To formalize this concept, let \(\ell(\theta', \theta)\) be the cost we incur when we guess \(\theta'\) and the actual value is \(\theta\). This cost is an entirely subjective quantity. Different people have different costs. However, here are some ideas:

  • The 0-1 loss:

\[\begin{split} \ell_{01}(\theta',\theta) = \begin{cases} 1,&\;\text{if}\;\theta'=\theta\\ 0,&\;\text{if}\;\theta'\not=\theta. \end{cases} = 1_{\{\theta'\}}(\theta). \end{split}\]
  • The square loss:

\[ \ell_2(\theta',\theta) = (\theta'-\theta)^2. \]
  • The absolute loss:

\[ \ell_1(\theta',\theta) = |\theta'-\theta|. \]

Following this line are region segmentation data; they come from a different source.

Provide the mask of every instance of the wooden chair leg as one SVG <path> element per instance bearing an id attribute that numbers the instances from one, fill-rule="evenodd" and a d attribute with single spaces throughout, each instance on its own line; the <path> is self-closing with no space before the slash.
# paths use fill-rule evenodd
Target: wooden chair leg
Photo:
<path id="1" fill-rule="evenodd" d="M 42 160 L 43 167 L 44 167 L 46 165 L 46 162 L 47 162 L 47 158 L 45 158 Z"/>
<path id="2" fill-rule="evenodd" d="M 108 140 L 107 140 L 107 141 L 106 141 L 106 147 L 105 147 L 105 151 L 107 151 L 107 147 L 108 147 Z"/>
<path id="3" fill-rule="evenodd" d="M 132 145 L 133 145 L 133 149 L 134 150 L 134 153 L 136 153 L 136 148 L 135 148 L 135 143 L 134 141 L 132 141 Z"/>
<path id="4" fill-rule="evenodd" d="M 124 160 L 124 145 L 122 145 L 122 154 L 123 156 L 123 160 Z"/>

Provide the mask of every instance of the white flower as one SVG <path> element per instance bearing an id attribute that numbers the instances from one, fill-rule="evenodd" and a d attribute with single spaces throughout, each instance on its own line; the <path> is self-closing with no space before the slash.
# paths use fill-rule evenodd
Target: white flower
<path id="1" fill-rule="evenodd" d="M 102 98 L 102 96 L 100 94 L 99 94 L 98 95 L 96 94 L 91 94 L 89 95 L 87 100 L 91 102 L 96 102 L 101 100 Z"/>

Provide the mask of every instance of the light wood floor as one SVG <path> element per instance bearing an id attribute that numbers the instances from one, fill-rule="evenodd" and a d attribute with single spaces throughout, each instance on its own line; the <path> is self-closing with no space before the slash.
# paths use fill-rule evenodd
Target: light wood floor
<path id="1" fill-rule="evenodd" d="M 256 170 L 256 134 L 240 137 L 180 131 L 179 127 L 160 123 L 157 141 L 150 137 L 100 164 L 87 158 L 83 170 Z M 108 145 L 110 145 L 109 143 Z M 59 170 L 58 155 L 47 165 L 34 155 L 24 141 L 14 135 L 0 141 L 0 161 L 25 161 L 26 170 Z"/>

When choosing a value for \(\theta\), the rational thing is to minimize our expected loss. We take the expectation over our posterior state of knowledge about \(\theta\). That is, we make our choice by solving this problem:

\[ \theta^* = \min_{\theta'} \mathbb{E}[\ell(\theta',\theta)|x_{1:N}] = \min_{\theta'} \int \ell(\theta',\theta)p(\theta|x_{1:N})d\theta. \]

For the special loss functions above, the answer is:

  • The choice that minimizes the 0-1 loss is the one maximizing the posterior:

\[ \theta^*_{01} = \arg\max_{\theta} p(\theta|x_{1:N}). \]
  • The choice that minimizes the square loss is the expectation of the random variable:

\[ \theta^*_2 = \mathbb{E}[\theta|x_{1:N}] = \int \theta p(\theta|x_{1:N})d\theta. \]
  • The choice that minimizes the absolute loss is the median:

\[ p(\theta \le \theta^*_1 | x_{1:N}) = 0.5. \]

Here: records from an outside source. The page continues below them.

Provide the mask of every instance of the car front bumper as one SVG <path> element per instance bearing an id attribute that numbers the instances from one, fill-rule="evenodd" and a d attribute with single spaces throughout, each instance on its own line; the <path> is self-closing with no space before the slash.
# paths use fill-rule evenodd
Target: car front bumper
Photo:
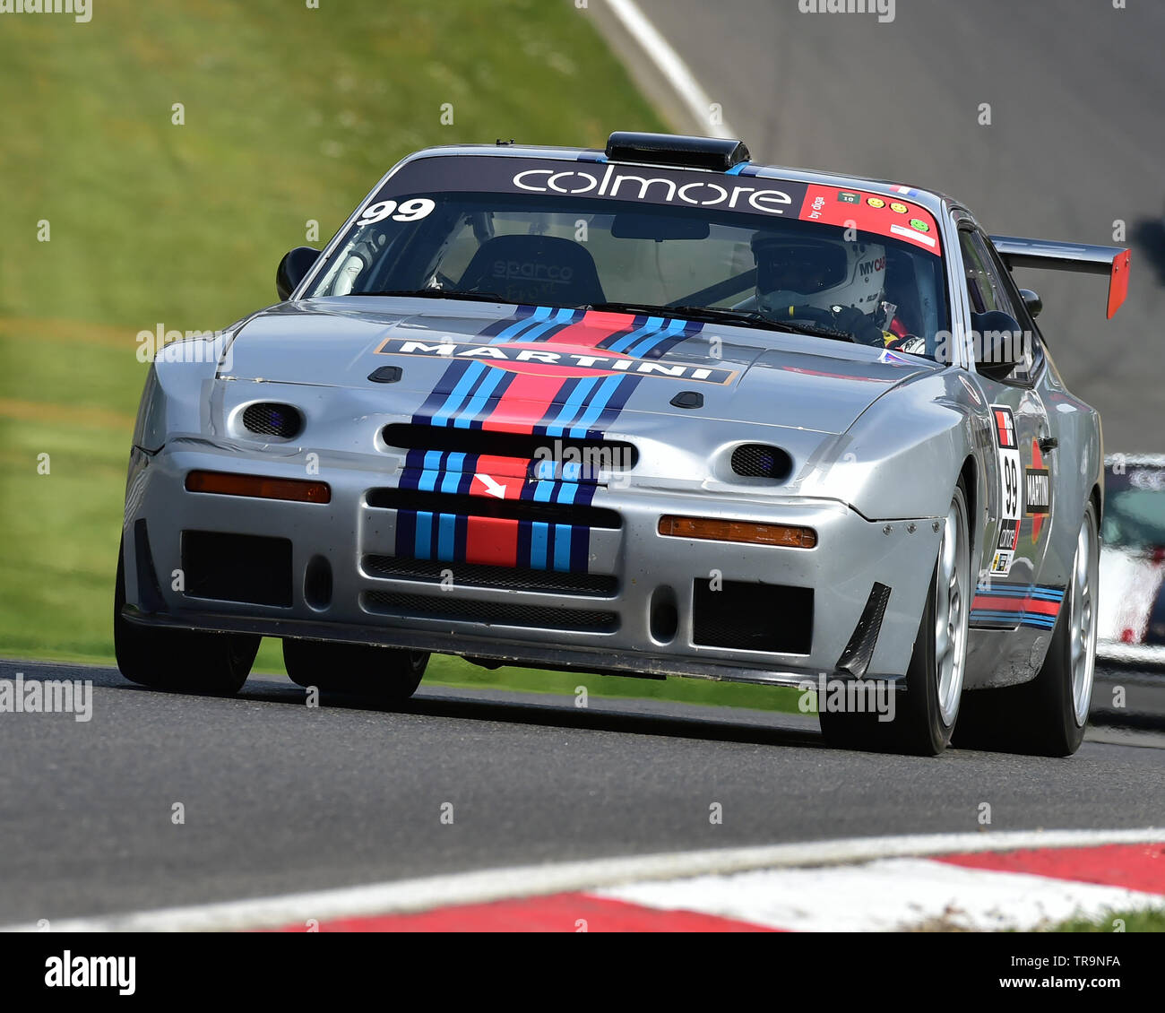
<path id="1" fill-rule="evenodd" d="M 449 563 L 452 581 L 442 586 L 436 578 L 384 575 L 368 564 L 397 555 L 397 511 L 369 504 L 370 491 L 396 486 L 393 469 L 367 455 L 330 459 L 319 478 L 331 487 L 331 501 L 291 502 L 193 493 L 184 481 L 193 470 L 303 479 L 309 472 L 302 453 L 245 453 L 193 439 L 175 441 L 153 456 L 135 450 L 125 515 L 126 617 L 156 626 L 409 647 L 490 663 L 796 685 L 839 671 L 877 583 L 889 597 L 861 674 L 896 680 L 909 664 L 938 551 L 933 518 L 875 522 L 834 500 L 599 487 L 593 506 L 614 511 L 621 523 L 591 530 L 587 569 L 614 578 L 609 592 L 529 590 L 513 581 L 468 586 L 458 581 L 457 563 Z M 795 549 L 663 536 L 664 514 L 810 527 L 818 543 Z M 183 570 L 183 533 L 190 532 L 287 540 L 289 604 L 192 593 Z M 310 586 L 319 561 L 329 571 L 326 600 Z M 763 585 L 758 592 L 772 585 L 811 589 L 811 619 L 771 615 L 774 628 L 811 622 L 811 635 L 800 638 L 805 649 L 698 642 L 698 589 L 709 581 L 737 590 Z M 439 602 L 439 614 L 410 602 Z M 661 603 L 673 610 L 673 622 L 663 628 Z M 500 620 L 489 618 L 495 607 Z M 609 621 L 593 628 L 574 621 L 592 614 Z"/>

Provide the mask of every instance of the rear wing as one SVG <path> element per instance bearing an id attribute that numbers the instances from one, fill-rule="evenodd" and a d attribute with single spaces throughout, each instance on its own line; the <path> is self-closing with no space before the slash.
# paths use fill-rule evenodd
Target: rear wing
<path id="1" fill-rule="evenodd" d="M 991 242 L 1009 270 L 1016 267 L 1036 267 L 1044 270 L 1107 274 L 1109 319 L 1113 319 L 1129 294 L 1129 251 L 1120 246 L 1017 239 L 1014 235 L 993 235 Z"/>

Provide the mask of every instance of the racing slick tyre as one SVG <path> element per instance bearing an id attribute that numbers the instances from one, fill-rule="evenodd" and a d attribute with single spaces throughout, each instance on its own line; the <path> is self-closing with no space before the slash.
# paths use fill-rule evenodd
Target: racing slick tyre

Let’s reintroduce our coin toss example so that we have something to work with:

Hide code cell source
import scipy.stats as st

theta_true = 0.8
X = st.bernoulli(theta_true)

N = 5
data = X.rvs(size=N)

alpha = 1.0 + data.sum()
beta = 1.0 + N - data.sum()
Theta_post = st.beta(alpha, beta)

fig, ax = plt.subplots()
thetas = np.linspace(0, 1, 100)
ax.plot(
    [theta_true],
    [0.0],
    'o',
    markeredgewidth=2,
    markersize=10,
    label='True value')
ax.plot(
    thetas,
    Theta_post.pdf(thetas),
    label=r'$p(\theta|x_{1:N})$'
)
ax.set_xlabel(r'$\theta$')
ax.set_ylabel('Probability density')
ax.set_title(f'$N={N}$')
plt.legend(loc='best', frameon=False)
sns.despine(trim=True);
../_images/0273ae78b49ee2778dc3429040bf04d35ec4c0a92c85a8837708ef0cc71c7e63.svg

For the 0-1 loss, we need to find the maximum of the posterior. This is an optimization problem with an analytical solution, but we will do it differently. We will solve the problem using a grid search:

idx = np.argmax(Theta_post.pdf(thetas))
theta_star_01 = thetas[idx]
print(f'theta_star_01 = {theta_star_01:.2f}')
theta_star_01 = 0.80

Now, let’s the theta \(\theta\) that minimizes the square loss. We have to find the expectation of the posterior \(p(\theta|x_{1:N})\) (which is just a Beta). It is:

\[ \theta^*_N = \mathbb{E}[\theta|x_{1:N}] = \frac{1+\sum_{n=1}^Nx_n}{1+\sum_{n=1}^Nx_n + N + 1 - \sum_{n=1}^Nx_n} = \frac{1 + \sum_{n=1}^Nx_n}{N+2}. \]
# In the example we had above:
theta_star_2 = Theta_post.expect()
print(f'theta_star_2 = {theta_star_2:.2f}')
theta_star_2 = 0.71

And finally, here is the median which minimizes the absolute loss:

# In the example we had above:
theta_star_1 = Theta_post.median()
print(f'theta_star_1 = {theta_star_1:.2f}')
theta_star_1 = 0.74

See them all together in the same plot:

Hide code cell source
fig, ax = plt.subplots()
ax.plot(
    [theta_true],
    [0.0],
    'o',
    markeredgewidth=2,
    markersize=10,
    label='True value'
)
ax.plot(
    thetas,
    Theta_post.pdf(thetas),
    label=r'$p(\theta|x_{1:N})$'
)
ax.plot(
    theta_star_01,
    0,
    'x',
    markeredgewidth=2,
    label=r'$\theta^*_{01}$'
)
ax.plot(
    theta_star_2,
    0,
    's',
    markeredgewidth=2,
    label=r'$\theta^*_{2}$'
)
ax.plot(
    theta_star_1,
    0,
    'd',
    markeredgewidth=2,
    label=r'$\theta^*_{1}$'
)
ax.set_xlabel(r'$\theta$')
ax.set_title(f'$N={N}$')
plt.legend(loc='best', frameon=False)
sns.despine(trim=True);
../_images/b74c4f5f483b786f9ba1c130af4e6b2357280666ac2d65cb418a9f9f7a4c71b8.svg

Questions#

  • Repeat the analysis for \(N=0, 5, 10, 100\). Do these estimates converge to the actual value?